Video installation showing close-up and wide view of the surface of the Sun
Steve McQueen’s ‘Sunshine State’ (2022), which will be going on show at Dia Chelsea, New York © Steve McQueen and Pirelli Hangar Bicocca, Milan

And the big daddy of them all, hitting its 60th edition, the Venice Biennale of art returns in 2024: it’s an event that just gets bigger and bigger. This time it’s curated by Brazilian Adriano Pedrosa, who has chosen as his rather puzzling theme Stranieri Ovunque — meaning Foreigners Everywhere, or perhaps We’re All Strangers. The focus on artists who are “foreigners, immigrants, expatriates, diaspora, émigrés and refugees, as well as those who are outsiders in other senses, such as queer artists and folk or outsider artists” is no surprise (outsiders are the new insiders across the art world). The puzzling part is how that chimes with an event that almost uniquely celebrates nationhood, if not actually nationalism, in its very structure. As awkwardly and even embarrassingly outdated as that seems, with each edition more countries set up their national pavilions.

The surrounding shows appear more resplendent than ever, too: look out for Pierre Huyghe, Berlinde De Bruyckere and Gerhard Richter among a host of others.


Screen showing multiple images of Madonna singing on stage
Madonna at New York’s Barclays Center in December on her ‘Celebration’ tour, continuing in 2024 © WireImage for Live Nation
Ron Wood, Mick Jagger with hand raised and Keith Richards of the Rolling Stones on stage lit by multicoloured lights
The Rolling Stones in Solna, Sweden, in 2022 — the US is on their itinerary for 2024 © Nils Petter Nilsson/Getty Images

Most people have given up counting anniversaries and decades for the Rolling Stones: enough to say that both Mick and Keith have turned 80. Undaunted, they’re touring the US this coming year, while Bruce Springsteen (a mere 74) is resuming the world tour he began in ’23; Madonna (just 65) is continuing her Celebration tour. In rock music, it seems, you either die young or live a long, long time.

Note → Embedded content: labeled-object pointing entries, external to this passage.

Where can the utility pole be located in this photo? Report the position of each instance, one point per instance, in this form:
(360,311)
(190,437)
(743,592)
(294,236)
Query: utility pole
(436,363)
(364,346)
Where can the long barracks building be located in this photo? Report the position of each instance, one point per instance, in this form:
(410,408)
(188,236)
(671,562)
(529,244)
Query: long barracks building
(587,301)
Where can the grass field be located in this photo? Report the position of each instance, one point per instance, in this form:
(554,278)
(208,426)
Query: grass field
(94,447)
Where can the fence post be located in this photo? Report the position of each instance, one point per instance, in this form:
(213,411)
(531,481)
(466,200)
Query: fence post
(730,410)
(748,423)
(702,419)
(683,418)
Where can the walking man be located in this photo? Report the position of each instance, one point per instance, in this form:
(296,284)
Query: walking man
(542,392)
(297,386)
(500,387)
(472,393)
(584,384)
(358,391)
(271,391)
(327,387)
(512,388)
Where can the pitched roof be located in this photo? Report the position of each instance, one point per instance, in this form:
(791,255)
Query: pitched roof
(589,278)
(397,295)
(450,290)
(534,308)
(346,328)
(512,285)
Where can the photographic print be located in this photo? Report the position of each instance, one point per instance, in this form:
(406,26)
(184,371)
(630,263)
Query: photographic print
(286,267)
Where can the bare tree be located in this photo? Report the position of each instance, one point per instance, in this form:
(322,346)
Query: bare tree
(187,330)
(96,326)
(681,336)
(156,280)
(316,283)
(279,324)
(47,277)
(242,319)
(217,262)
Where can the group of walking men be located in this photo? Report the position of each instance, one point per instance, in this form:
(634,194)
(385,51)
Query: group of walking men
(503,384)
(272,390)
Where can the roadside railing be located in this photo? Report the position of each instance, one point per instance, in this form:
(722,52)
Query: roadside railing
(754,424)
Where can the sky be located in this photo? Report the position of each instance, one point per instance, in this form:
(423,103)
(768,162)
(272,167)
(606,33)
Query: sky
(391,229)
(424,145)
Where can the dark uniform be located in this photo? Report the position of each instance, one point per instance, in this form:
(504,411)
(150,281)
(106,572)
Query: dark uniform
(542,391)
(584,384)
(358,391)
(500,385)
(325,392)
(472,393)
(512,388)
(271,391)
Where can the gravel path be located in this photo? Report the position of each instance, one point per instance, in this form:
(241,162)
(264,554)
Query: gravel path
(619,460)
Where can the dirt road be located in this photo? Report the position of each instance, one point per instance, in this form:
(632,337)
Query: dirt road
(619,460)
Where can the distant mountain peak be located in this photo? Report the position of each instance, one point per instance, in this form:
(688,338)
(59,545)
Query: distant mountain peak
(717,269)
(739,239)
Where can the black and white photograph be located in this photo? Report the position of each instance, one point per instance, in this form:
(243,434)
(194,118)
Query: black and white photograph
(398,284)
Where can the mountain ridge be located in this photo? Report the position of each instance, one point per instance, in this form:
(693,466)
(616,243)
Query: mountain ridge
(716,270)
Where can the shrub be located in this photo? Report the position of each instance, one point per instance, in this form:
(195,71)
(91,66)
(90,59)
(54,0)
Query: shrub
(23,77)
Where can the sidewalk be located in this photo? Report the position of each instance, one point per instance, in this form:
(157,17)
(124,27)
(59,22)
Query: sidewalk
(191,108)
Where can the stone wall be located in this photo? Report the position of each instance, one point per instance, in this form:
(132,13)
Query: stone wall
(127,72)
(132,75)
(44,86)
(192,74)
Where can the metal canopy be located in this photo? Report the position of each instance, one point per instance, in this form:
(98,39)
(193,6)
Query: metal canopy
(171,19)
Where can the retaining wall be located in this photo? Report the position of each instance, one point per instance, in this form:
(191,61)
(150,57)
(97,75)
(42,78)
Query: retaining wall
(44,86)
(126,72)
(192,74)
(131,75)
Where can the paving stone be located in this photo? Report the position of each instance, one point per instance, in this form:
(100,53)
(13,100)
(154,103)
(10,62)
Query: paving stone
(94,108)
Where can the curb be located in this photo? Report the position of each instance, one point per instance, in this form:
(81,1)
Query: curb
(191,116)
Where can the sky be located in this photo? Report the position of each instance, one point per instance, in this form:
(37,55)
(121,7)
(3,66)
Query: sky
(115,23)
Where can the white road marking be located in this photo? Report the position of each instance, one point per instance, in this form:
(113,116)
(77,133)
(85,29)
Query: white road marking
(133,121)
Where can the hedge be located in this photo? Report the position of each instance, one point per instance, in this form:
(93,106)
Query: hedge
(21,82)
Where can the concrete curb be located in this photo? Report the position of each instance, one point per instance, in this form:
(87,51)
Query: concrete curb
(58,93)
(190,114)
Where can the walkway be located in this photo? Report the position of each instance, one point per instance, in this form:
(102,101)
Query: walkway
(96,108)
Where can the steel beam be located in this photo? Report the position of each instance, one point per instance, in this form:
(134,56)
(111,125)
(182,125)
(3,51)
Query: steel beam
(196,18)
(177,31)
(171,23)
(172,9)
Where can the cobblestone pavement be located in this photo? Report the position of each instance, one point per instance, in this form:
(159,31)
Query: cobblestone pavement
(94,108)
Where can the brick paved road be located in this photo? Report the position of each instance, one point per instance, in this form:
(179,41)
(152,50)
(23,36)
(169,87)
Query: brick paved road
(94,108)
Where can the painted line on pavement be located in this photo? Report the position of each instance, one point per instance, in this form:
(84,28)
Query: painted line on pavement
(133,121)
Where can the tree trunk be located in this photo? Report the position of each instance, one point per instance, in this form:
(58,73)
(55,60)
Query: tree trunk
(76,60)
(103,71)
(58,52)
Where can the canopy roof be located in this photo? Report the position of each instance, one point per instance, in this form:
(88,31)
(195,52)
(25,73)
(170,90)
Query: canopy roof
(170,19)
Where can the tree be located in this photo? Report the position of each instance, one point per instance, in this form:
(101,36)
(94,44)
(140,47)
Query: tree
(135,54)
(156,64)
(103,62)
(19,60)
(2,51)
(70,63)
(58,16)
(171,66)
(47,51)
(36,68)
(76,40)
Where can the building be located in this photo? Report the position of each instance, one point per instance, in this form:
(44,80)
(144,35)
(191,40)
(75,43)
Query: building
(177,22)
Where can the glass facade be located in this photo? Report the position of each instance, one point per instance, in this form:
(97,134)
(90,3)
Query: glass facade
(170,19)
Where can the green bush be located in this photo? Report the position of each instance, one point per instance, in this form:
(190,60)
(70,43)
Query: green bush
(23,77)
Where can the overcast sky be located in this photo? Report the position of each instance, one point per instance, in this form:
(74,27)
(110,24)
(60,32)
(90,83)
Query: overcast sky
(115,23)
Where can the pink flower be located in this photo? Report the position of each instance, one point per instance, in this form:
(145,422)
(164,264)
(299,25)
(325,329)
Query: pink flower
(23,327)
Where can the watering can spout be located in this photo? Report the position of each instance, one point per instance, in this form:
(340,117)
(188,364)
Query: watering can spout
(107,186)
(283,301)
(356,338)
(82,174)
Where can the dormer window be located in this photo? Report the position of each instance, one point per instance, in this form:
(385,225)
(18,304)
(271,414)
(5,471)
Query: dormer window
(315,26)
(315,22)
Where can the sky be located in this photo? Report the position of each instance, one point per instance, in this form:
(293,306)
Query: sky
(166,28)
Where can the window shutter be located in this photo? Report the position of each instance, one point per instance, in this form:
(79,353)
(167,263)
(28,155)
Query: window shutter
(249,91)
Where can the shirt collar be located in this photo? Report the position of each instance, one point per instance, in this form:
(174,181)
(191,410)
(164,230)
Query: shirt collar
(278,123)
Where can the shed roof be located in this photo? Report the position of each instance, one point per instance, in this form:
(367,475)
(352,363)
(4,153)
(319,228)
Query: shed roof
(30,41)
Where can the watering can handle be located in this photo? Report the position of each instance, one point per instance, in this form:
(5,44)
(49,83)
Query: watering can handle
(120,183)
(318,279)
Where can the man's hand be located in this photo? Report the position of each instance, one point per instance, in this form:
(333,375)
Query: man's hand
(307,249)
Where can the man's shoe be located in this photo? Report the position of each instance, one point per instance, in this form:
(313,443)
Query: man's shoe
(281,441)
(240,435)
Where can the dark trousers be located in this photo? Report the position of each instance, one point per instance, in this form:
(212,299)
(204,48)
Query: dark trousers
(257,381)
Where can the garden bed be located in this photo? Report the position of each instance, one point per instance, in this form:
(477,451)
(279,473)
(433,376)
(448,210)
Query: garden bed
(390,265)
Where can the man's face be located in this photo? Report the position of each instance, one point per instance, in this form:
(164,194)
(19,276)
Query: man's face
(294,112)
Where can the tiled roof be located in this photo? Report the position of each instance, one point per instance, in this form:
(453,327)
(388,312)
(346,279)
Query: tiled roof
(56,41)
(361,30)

A person in a Mickey Mouse costume at a Disney theme park with the Disney castle in the background
Mickey Mouse is moving into the public domain after 95 years under Disney copyright © Qilai Shen/Bloomberg

Finally, talking of ageing celebs, it’s a big moment for the world’s favourite nonagenarian rodent. Mickey Mouse first appeared in Steamboat Willie (1928), and on January 1 the US’s draconian 95-year copyright period comes to an end. When vintage works — stage, screen, music, literature — move into the public domain, it can be a boon for the life of the various art forms: not only are they free of royalties, but creatives and producers can reinterpret them for today’s concerns and today’s audiences. But it can be cruel: will Mickey suffer the same fate as poor Tigger, AA Milne’s creation, who is similarly liberated this year, only to find himself wafted straight from The House at Pooh Corner into the horror flick Winnie the Pooh: Blood and Honey 2?